Il ne s’agit pas d’attendre que des personnes soient licenciées pour leur proposer une formation bon marché afin de pouvoir cocher la case « reconversion » dans le manuel « compenser les perdants » (qui ne s’est pas si bien passé dans les zones désindustrialisées de nombreux pays développés au cours des dernières décennies).

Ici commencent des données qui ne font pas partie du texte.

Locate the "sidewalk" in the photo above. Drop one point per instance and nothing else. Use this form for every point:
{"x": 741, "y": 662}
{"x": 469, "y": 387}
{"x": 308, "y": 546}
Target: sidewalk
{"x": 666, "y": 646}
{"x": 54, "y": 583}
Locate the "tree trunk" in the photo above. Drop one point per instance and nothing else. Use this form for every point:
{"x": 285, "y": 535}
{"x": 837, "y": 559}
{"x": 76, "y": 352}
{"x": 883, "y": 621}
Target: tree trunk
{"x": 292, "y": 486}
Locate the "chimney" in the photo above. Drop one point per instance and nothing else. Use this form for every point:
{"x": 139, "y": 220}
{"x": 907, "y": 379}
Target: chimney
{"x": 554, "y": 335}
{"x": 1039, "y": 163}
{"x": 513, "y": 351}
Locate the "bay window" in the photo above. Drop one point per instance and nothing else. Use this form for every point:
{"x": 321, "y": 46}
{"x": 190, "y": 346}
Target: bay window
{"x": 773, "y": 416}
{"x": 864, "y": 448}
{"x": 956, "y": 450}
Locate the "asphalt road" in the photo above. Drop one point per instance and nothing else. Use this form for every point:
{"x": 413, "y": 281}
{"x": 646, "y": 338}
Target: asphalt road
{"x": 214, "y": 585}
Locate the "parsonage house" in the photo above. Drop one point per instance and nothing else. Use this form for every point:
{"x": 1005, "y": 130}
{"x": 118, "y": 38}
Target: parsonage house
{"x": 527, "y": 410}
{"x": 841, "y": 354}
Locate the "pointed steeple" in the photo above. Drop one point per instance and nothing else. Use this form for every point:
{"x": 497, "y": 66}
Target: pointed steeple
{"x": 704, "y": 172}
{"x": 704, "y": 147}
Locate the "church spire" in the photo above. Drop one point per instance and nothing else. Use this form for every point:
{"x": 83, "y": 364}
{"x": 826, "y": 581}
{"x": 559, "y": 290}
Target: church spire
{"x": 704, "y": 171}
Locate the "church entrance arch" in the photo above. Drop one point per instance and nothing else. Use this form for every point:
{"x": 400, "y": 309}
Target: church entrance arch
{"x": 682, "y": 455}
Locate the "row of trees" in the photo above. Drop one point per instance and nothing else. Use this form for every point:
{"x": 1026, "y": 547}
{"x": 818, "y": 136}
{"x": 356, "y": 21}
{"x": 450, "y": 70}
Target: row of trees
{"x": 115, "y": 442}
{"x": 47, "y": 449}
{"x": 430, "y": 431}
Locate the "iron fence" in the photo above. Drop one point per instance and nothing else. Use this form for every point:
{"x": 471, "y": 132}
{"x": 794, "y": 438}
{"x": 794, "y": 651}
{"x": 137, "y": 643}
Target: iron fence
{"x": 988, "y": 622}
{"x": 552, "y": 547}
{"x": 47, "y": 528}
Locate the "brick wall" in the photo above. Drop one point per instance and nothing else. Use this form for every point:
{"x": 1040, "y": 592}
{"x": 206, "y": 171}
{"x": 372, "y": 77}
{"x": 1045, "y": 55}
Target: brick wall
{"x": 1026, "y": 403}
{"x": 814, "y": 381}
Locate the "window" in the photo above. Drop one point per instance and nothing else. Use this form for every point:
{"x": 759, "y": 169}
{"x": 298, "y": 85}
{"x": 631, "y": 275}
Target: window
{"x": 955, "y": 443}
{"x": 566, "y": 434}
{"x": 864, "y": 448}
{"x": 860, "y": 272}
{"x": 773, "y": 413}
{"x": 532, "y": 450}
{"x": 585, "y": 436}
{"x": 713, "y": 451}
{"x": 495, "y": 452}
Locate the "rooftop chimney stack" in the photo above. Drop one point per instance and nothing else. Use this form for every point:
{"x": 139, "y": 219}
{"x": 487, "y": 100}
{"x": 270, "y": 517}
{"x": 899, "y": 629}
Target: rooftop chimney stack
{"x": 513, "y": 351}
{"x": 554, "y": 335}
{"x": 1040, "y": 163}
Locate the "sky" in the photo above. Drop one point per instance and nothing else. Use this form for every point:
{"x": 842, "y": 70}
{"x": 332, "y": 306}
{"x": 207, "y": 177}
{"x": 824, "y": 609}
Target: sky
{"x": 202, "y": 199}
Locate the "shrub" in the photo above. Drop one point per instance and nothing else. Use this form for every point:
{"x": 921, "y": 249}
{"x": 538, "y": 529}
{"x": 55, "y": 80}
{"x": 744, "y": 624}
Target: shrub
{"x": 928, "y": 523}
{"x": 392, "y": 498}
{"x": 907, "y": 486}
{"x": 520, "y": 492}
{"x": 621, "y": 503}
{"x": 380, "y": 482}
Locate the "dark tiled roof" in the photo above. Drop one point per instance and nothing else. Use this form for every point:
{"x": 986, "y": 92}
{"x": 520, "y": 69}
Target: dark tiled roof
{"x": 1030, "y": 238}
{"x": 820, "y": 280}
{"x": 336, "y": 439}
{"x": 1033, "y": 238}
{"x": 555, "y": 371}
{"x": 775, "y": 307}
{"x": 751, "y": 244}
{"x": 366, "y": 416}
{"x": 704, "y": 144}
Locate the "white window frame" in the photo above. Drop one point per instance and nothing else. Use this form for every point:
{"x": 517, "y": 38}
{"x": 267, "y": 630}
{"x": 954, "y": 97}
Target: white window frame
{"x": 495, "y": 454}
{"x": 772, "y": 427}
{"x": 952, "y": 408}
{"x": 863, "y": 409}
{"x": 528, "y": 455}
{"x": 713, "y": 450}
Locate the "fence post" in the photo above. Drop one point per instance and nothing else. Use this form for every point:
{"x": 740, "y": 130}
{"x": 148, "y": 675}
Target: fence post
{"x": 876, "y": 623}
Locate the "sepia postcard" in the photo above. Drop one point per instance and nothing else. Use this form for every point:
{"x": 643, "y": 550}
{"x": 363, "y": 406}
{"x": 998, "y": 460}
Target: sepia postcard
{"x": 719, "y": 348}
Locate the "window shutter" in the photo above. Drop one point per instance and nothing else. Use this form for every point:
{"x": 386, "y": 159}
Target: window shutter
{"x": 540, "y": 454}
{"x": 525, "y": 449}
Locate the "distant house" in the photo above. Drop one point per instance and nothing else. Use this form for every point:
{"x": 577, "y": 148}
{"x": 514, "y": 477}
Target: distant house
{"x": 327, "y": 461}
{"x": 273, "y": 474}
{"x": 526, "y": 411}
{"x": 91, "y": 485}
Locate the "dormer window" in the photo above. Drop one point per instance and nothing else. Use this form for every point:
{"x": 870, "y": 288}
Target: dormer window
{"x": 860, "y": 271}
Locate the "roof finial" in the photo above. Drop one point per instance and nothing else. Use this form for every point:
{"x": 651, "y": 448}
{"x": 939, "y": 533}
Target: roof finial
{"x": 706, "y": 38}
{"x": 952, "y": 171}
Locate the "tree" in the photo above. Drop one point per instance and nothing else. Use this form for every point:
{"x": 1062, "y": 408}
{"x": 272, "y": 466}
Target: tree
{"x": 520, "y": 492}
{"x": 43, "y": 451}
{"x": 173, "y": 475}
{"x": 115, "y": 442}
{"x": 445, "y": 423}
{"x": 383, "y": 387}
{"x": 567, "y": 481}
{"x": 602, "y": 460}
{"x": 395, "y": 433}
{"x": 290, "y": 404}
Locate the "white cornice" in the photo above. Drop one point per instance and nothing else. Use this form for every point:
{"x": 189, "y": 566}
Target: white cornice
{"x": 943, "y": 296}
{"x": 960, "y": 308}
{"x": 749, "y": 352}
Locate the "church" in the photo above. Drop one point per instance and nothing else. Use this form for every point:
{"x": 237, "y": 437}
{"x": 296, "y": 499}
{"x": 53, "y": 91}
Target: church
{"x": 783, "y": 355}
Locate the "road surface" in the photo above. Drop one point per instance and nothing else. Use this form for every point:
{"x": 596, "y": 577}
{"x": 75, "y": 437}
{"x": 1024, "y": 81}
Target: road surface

Au lieu de cela, l’idée est d’être proactif – pour aider les travailleurs à garder une longueur d’avance sur les changements dans le monde du travail et pour aider les employeurs en améliorant la base de compétences de la main-d’œuvre. Il n’en est encore qu’à ses balbutiements et il existe certains dangers, par exemple celui de supplanter la formation dispensée par l’employeur.

Mais les syndicats suédois espèrent que cela « rendra nos membres plus sûrs sur le marché du travail et plus résistants aux forces destructrices qui sont toujours à l’œuvre dans une petite économie ouverte », déclare Fredrik Söderqvist, économiste à la LO, la confédération syndicale suédoise. « Cela met en évidence un principe de base du modèle suédois – la sécurité sur le marché du travail est censée apporter la sécurité dans l’emploi individuel – et non l’inverse. »

Il est temps d’arrêter de dire que l’IA produira des gagnants et des perdants, comme si tout cela nous échappait. Cela crée des opportunités et des dangers. La façon dont ils se déroulent dépend de nous.